Scale Your Application
Temps runs your application in Docker containers on your own server. Scaling means giving those containers more resources or running more of them. This guide covers when and how to scale, and what to optimize before adding hardware.
Scaling options
Vertical scaling (bigger server)
- More CPU cores and RAM
- Simplest change — upgrade your VPS
- No application changes needed
- Best for database-heavy workloads
Horizontal scaling (more replicas)
- Multiple container instances per environment
- Built-in to Temps via replica configuration
- Requires stateless application design
- Best for CPU-bound web traffic
Before scaling, check whether optimization can solve the problem for free.
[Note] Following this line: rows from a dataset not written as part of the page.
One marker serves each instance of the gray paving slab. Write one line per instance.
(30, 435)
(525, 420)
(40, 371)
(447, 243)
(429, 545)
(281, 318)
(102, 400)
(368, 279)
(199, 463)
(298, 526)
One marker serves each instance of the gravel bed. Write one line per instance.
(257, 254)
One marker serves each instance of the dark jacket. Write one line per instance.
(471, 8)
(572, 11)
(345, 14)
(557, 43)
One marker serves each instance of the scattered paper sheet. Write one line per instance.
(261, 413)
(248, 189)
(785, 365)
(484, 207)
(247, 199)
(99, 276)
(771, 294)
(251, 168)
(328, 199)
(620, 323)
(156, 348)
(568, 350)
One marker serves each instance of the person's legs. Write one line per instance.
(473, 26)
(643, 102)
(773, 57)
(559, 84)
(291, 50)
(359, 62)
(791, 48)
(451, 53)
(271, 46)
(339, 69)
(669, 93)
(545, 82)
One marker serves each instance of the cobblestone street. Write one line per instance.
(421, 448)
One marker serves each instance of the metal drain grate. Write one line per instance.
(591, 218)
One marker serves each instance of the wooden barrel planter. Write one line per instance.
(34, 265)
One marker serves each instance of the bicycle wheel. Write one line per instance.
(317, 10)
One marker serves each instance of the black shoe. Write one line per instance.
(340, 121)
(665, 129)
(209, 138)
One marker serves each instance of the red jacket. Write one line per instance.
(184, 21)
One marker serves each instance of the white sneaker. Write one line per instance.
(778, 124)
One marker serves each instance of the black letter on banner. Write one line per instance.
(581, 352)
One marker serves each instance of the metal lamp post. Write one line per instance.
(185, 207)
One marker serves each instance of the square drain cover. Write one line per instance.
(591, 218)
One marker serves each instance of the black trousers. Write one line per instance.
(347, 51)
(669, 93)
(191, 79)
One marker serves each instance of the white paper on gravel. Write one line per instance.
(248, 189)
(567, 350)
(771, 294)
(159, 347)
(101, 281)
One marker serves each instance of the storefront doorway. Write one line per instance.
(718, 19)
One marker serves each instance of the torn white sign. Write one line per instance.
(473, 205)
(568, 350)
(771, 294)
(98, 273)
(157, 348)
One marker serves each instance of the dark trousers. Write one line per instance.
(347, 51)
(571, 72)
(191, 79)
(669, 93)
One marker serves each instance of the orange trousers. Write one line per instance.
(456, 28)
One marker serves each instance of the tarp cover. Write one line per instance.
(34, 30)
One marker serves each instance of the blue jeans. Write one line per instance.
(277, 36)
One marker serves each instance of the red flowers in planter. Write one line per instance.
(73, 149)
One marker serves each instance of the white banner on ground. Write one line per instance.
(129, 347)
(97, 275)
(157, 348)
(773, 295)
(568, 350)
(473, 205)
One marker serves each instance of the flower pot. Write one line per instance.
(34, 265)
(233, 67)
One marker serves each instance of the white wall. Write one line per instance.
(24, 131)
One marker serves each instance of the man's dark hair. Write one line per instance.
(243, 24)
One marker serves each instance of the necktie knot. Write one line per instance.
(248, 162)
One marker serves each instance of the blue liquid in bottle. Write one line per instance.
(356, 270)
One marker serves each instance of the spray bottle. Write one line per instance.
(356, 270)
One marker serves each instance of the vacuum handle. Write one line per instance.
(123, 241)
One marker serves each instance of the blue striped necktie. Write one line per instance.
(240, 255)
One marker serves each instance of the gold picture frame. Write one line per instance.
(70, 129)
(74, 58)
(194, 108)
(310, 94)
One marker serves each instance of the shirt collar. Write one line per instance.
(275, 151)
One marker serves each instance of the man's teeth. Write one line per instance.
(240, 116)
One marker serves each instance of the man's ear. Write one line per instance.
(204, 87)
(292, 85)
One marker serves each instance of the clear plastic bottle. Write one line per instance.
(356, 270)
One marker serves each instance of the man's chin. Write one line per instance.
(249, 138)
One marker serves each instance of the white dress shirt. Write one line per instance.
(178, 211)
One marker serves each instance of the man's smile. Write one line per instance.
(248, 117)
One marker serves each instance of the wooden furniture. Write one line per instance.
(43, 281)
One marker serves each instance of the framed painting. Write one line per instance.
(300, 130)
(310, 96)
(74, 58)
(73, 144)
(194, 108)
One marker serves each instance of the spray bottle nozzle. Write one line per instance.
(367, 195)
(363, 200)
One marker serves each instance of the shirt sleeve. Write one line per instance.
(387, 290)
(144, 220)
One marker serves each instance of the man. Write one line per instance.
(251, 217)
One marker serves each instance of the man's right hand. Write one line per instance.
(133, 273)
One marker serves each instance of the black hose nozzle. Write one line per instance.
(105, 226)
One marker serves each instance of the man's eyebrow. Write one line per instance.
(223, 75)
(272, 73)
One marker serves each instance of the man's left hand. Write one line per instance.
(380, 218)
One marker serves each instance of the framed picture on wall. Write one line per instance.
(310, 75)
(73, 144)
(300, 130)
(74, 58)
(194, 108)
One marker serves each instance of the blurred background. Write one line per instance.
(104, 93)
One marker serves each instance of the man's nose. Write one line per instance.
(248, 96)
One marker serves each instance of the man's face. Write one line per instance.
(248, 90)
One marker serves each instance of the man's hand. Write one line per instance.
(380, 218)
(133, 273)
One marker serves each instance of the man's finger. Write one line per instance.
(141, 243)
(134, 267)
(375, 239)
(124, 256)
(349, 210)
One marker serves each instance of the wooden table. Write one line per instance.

A slow database query or missing index can make an application feel overloaded when the server has plenty of capacity.
When to scale
Signs your application needs more resources:
| Symptom | Likely bottleneck | First action |
|---|---|---|
| Response times increasing gradually | CPU or memory pressure | Check resource usage in dashboard |
| Occasional timeouts under load | Too few connections or CPU saturation | Add replicas or optimize queries |
| Out-of-memory errors | Container memory limit | Increase memory limit or optimize memory usage |
| Build times increasing | Build-time CPU/memory | Upgrade server for faster builds |
| Database queries slow | Database, not app server | Optimize queries, add indexes, connection pooling |
Replicas
Temps supports running multiple container instances (replicas) for each environment. Traffic is distributed across all healthy replicas.
Configuring replicas
Set the replica count at the project or environment level:
Project-level (applies to all environments by default):
- Go to your project > Settings > Deployment Config
- Set Replicas to the desired number
Environment-level (overrides project default):
- Go to your project > Environments > select environment > Settings
- Set Replicas to the desired number
The environment setting takes priority over the project setting.
How replicas work
When you deploy with multiple replicas:
- Temps creates N containers (e.g.
myapp-1,myapp-2,myapp-3) - Each container gets its own host port
- All containers run the same image with the same environment variables
- The proxy distributes incoming requests across all healthy replicas
- Health checks run independently per replica
- If any replica fails during deployment, all replicas are cleaned up and the deployment fails
Requirements for replicas
Your application must be stateless — it cannot rely on local files, in-memory sessions, or container-local state that is not shared:
- Sessions: Store in Redis or a database, not in memory
- File uploads: Store in S3 or blob storage, not the local filesystem
- Cache: Use Redis or an external cache, not in-process memory
- WebSocket connections: Each client connects to one replica — use a pub/sub system (Redis) if clients need to communicate across replicas
Stateless session example
import session from 'express-session';
import RedisStore from 'connect-redis';
import { createClient } from 'redis';
const redisClient = createClient({ url: process.env.REDIS_URL });
await redisClient.connect();
app.use(session({
store: new RedisStore({ client: redisClient }),
secret: process.env.SESSION_SECRET,
resave: false,
saveUninitialized: false,
}));
Resource limits
Each container runs with configurable CPU and memory limits:
| Setting | Default | Description |
|---|---|---|
| CPU request | 100m | Minimum guaranteed CPU (0.1 cores) |
| CPU limit | 1000m | Maximum CPU (1 core) |
| Memory request | 128Mi | Minimum guaranteed memory |
| Memory limit | 512Mi | Maximum memory |
Configure these per environment in Environment Settings:
- Name
cpu_limit- Type
- string
- Description
Maximum CPU allocation.
1000m= 1 full CPU core.500m= half a core.
- Name
memory_limit- Type
- string
- Description
Maximum memory allocation.
512Mi= 512 MB.1024Mi= 1 GB.
- Name
cpu_request- Type
- string
- Description
Minimum guaranteed CPU. Used for scheduling decisions.
- Name
memory_request- Type
- string
- Description
Minimum guaranteed memory.
If your container exceeds its memory limit, Docker kills it and Temps restarts it (restart policy is always). If this happens repeatedly, increase the memory limit or investigate memory leaks.
Vertical scaling
Upgrade your VPS to get more CPU and RAM. This gives more resources to all containers.
Steps
- Check current usage — Look at CPU and memory utilization in the Temps dashboard or via
htopon the server - Upgrade the VPS — Use your provider's upgrade option (DigitalOcean, Hetzner, Linode, AWS, etc.)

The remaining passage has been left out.